Master Pett’s Your Whispering Homunculus presents only the finest in British gaming. Indeed, you are not likely to find a more comprehensive assortment of miscellany anywhere. (So much more than just another bloke in a dress.)
“Quickly, toadlet, I am in desperate need of help!”
“Why? What ails my considerable lord?”
“I’ve misplaced my lucky cow’s udder, given to me by a passing monk of the Order of the Turquoise Churn. I’ve had it with me since Rune School. Find it. Find it now or my whole career may be in jeopardy!”
How strange the power of inanimate objects is when they have abilities appointed them.
Luck is a strange bedfellow—some have it in spades, some get none throughout their whole lives. People will do anything to improve their luck, from four-leaf clovers to rabbit’s feet to horseshoes hanging above their thresholds. What might happen, however, when the range of gods, beliefs, and superstitions explode as they would in a fantasy setting?
Well, one possible option is the frankly ridiculous set of lucky charms below. In a world where luck has countless faces for thousands of gods, then that definition of providence may be very broad indeed.

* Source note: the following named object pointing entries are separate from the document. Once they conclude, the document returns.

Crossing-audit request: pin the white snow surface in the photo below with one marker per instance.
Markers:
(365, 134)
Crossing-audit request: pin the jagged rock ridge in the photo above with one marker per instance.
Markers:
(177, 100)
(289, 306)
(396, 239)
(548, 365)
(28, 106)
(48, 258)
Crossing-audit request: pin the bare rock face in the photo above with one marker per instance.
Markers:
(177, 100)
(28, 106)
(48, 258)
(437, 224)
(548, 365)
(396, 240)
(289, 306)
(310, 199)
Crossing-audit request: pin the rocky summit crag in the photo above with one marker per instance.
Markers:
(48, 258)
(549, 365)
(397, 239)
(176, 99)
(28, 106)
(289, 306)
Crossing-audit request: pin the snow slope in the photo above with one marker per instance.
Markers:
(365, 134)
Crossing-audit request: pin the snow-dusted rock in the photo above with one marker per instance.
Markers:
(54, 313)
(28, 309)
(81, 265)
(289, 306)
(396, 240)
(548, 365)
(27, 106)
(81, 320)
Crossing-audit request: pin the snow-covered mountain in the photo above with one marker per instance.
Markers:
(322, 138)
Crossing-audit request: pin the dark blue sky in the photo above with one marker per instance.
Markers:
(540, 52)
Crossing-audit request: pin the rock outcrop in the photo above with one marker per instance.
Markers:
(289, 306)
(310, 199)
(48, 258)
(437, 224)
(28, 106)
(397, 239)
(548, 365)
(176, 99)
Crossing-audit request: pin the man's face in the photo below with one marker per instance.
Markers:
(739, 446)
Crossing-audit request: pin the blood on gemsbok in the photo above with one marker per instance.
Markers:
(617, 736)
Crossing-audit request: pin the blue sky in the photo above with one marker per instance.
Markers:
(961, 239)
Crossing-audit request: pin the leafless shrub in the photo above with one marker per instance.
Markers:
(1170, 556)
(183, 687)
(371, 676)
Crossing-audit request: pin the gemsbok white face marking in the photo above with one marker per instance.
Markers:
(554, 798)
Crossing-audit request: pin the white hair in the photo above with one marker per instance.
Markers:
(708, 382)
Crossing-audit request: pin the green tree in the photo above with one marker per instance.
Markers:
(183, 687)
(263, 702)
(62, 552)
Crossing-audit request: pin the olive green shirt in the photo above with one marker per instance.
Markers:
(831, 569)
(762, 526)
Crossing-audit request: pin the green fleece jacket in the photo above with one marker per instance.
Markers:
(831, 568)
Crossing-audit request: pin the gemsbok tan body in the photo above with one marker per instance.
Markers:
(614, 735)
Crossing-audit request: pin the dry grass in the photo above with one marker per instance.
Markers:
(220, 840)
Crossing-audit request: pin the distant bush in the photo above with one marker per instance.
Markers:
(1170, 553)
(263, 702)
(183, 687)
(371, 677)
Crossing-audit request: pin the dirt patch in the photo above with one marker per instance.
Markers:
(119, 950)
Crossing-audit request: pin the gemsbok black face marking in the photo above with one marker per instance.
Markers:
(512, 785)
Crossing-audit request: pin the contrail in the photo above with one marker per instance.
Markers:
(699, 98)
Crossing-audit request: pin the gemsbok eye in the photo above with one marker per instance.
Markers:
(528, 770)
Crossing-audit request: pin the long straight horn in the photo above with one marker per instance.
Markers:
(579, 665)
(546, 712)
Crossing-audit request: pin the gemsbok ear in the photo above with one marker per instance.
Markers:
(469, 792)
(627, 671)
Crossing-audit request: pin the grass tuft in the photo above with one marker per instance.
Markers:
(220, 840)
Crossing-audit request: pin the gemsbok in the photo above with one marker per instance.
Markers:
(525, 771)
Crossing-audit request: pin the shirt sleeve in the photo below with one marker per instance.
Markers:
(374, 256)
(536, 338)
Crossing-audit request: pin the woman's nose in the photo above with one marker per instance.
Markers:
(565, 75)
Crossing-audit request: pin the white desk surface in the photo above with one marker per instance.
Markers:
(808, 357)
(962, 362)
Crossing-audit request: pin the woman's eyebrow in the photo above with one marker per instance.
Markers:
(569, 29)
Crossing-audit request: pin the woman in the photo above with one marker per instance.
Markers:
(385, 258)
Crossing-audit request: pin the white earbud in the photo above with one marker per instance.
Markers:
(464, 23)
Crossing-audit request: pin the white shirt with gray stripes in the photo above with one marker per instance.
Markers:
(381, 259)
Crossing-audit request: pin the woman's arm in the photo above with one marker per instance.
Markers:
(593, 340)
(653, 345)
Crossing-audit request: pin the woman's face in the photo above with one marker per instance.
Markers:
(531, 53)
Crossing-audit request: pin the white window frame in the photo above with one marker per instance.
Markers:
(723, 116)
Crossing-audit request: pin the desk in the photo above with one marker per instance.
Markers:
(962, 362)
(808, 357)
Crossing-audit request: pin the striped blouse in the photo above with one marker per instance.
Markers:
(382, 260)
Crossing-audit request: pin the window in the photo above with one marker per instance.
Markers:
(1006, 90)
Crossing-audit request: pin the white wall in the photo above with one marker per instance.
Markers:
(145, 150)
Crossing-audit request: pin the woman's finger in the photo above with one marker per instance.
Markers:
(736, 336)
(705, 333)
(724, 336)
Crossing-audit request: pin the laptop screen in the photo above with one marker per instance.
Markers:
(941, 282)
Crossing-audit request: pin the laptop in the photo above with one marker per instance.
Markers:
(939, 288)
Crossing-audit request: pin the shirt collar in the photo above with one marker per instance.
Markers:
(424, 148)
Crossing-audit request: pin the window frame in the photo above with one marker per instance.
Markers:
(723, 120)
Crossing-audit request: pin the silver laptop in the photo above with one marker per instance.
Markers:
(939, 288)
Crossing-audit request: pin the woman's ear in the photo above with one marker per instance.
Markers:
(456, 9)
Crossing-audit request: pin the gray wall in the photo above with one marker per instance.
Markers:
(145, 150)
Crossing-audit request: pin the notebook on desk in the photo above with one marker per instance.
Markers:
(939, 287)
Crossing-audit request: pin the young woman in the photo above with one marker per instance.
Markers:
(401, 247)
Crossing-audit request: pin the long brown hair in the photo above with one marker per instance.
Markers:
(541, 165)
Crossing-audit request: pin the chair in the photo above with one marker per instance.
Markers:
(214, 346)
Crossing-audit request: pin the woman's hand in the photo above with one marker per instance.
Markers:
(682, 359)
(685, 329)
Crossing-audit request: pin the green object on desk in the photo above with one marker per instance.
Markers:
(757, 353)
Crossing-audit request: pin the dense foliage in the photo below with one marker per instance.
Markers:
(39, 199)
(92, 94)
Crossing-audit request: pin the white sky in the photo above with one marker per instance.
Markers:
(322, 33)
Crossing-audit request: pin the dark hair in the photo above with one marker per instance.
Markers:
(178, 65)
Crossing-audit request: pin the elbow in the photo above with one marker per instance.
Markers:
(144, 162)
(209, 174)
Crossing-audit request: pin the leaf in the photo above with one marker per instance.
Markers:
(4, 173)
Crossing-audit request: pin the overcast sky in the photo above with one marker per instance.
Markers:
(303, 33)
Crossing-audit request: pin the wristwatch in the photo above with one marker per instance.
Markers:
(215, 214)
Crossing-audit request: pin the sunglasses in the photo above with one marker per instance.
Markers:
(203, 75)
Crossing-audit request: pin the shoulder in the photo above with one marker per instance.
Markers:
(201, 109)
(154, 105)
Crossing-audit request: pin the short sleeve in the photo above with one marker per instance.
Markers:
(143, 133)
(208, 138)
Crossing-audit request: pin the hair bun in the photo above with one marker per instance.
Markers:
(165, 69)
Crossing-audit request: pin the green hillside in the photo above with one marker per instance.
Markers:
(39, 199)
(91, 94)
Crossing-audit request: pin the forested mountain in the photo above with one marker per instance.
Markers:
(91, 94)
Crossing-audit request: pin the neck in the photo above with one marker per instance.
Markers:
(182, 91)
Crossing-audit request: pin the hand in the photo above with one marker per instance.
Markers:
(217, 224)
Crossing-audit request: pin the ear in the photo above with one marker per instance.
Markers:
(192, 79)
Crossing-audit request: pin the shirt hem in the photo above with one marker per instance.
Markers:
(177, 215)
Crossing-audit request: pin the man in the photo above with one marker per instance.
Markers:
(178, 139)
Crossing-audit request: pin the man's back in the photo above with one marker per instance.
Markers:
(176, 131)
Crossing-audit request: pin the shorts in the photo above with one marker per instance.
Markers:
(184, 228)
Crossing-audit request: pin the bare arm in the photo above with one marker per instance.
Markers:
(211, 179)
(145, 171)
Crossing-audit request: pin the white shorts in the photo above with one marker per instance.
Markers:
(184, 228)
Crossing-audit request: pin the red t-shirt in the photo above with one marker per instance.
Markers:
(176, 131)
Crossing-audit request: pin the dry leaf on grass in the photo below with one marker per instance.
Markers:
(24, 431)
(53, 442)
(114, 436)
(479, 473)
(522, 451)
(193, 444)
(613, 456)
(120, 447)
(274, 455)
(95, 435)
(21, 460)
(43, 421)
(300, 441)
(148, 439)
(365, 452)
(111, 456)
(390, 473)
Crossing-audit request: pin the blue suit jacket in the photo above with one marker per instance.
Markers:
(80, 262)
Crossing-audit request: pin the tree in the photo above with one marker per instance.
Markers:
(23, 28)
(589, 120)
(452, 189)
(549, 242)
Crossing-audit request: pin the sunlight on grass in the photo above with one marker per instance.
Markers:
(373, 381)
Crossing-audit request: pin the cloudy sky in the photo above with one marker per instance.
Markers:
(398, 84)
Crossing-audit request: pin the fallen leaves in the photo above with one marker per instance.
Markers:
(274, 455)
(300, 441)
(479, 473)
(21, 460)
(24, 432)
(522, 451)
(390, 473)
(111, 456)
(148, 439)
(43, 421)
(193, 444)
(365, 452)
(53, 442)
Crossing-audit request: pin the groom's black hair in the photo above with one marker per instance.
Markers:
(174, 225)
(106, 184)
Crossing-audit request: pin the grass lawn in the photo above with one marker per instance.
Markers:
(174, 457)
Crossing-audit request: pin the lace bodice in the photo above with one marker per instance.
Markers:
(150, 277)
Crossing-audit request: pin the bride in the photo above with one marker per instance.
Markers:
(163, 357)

The question might be asked of the GM as to just why these objects are lucky, and what the story behind them is. Is there a burial site of obscure saints currently occupied by a monstrous fire breathing three-headed hill giant who tosses out holy relics like hurled rocks, is there a consummate charlatan at work who is presently endearing herself to the local royal family by proffering fortune tokens, or is it just peasants up to their usual pointless stupidity in assigning any object with good fortune?
And if the mind is willing…
- A pair of lucky toad lips mounted on a piece of string
- A lucky leather sole from the left boot of a convicted bugbear warlock
- A fortune knot made of hag hair
- A lucky stain said to be the blood of a saint
- A lucky trio of stirge proboscis firmly stuck into the wooden scalp of a disappointingly obvious ginger wig
- A dead fortune cuckoo
- A piece of lucky hard cheese carved to resemble Leffnia, Demigoddess of Minor Good Fortune, Dice, and Honey Badgers
- The pelvis of Saint Oswald of Threbb
- A providential hydra-skin corset, set with pictures of crossed humanoid fingers
- A lucky desiccated turbot, lovingly mounted on a leather thong
- A lucky rust monster propeller held in green glass
- A fluky breastplate—much battered, but always intact
- A miniature depicting Lucky Lady Greevile Strange eating an aubergine
- Intertwined sticks of lucky seaweed and pasta threaded through a shire horse horseshoe
- A bag of lucky whelks
- An extremely fortunate chicken, whose mounted and preserved head proclaims in tiny writing upon its leather and walnut shamrock-shaped mount that it was swallowed by two crocodiles and struck by lightning on the same day and still lived. It is therefore, it asserts, the luckiest chicken in history in the known lands and is signed by a bishop to prove it, who adds that it was delicious
- Blessed Sister Jessica’s Wimple
- A lucky matching xorn–pelt glove and scarf set replete with miniature iron number 7s
- A lucky wicker piglet with a human face
- A giant cricket’s long jumping leg with the words “fortune to she who bears me” written on the side in henna
- A large chest filled with keys of all sizes
- A sawdust-stuffed frog held in its own purse made of hamster skin with three keys tied to it
- A lucky badger’s ear set on a fancy silver necklace with the words “All my love and blessed good fortune my darling Letticia, from SJB”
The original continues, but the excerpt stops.